As a student of a new instrument, the practice becomes an important step in the process, every class we learn a new subject, a new technique, we practice in the class, but our time at home is what make us perfect on that new step, and is what sets us ready to learn something new on our next class. Your teacher will show you as much as they can in class but, the real learning happens at home. Your teacher will assign you things to practice at home to practice and to accomplish before the next lesson. Students who do not practice in between lessons, in essence, will not learn how to play the instrument. It takes rehearsing, learning, and creating a new habit to make performing feel natural.
How long we need to practice in order to see improvement?
If you consider that there’s 7 days in a week, one day is set aside for a lesson day and then, one day will be for rest. So, the other 5 days of the week the student should be practicing. Typically speaking, young children, 4-5, should be practicing about 10 minutes per day. Kinder-2nd graders should extend it to 15 minutes per day while 3rd-5th graders need to put in 20 minutes a day. As the child gets older, 6th-8th graders can increase their focus to 30 minutes a day while even older students in 9th-12th grade should practice 40 minutes a day. Adults that really want to learn can practice even longer and should consider 1 hour per day or more, if time allows.
- Always start slow, this will help your muscles to memorize position and notes while giving your brain time to process what you are trying to play. If you play the wrong notes first, it will be twice as hard to go back and correct the muscle memory built. So, there’s no need to rush playing a new piece. It’s always better to play it correctly even at a slower tempo.

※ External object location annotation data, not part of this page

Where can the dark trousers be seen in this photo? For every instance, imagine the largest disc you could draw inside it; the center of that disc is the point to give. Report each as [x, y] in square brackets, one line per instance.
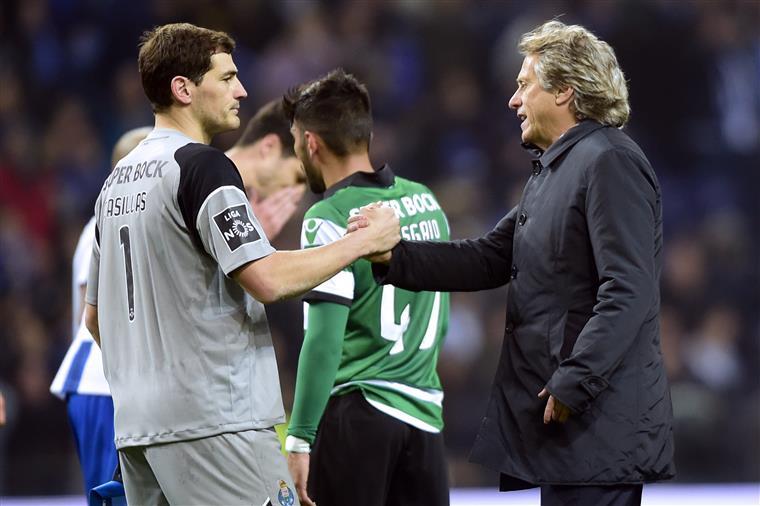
[572, 495]
[364, 457]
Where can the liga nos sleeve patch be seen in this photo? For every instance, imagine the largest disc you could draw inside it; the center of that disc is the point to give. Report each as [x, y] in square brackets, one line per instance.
[236, 226]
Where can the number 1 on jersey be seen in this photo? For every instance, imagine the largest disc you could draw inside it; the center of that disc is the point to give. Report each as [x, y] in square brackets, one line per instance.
[124, 241]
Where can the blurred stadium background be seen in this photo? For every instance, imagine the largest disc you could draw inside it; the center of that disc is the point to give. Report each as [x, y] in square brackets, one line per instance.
[440, 73]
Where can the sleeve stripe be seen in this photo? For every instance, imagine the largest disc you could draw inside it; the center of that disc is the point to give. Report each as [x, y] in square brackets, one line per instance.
[315, 296]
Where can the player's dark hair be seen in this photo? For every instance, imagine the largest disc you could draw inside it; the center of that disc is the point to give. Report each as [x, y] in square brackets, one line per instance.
[177, 49]
[336, 107]
[270, 119]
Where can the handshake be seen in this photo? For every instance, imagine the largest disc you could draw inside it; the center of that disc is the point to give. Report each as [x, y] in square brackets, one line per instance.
[378, 230]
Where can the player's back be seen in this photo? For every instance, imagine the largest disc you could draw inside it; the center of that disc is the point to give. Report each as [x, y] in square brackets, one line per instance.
[183, 345]
[392, 336]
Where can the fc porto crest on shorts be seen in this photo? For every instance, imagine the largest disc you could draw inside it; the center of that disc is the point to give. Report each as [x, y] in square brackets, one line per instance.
[285, 495]
[236, 227]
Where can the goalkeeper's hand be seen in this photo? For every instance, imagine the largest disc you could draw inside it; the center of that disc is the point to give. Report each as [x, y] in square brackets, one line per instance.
[298, 465]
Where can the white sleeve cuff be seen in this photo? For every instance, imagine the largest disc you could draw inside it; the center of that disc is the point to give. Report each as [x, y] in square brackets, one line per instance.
[296, 445]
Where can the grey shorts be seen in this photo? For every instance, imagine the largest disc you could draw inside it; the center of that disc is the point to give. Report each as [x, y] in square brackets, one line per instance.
[228, 469]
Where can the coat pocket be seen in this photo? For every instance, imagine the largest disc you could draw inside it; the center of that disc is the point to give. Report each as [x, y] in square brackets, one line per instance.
[556, 338]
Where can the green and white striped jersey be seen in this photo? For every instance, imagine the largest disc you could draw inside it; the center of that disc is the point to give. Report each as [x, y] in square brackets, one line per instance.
[392, 336]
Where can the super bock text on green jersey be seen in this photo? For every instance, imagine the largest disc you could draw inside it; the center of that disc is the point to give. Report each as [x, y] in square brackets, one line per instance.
[392, 336]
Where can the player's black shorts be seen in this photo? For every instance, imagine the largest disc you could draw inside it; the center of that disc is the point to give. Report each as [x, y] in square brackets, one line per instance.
[363, 456]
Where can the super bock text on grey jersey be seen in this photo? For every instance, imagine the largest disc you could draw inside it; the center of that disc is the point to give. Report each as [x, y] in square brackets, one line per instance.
[186, 351]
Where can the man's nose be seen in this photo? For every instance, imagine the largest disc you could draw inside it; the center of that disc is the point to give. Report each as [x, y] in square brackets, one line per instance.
[514, 101]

- You don’t always have to go back to the beginning of a song. Instead, focus on the fragment that you “always” miss. Practice just that measure (you can also add the measure before and after that one), when you get it correct 3 consecutive time you can move on and try to play the whole song again…stopping and doing the .
- If you can’t play both hands correctly at the same time, do it first with separate hands, then try to put hands together.
- Count every beat on the measure to help you with the rhythm.
The most important thing is to enjoy your practice time, never give up and always remember, practice makes progress!!!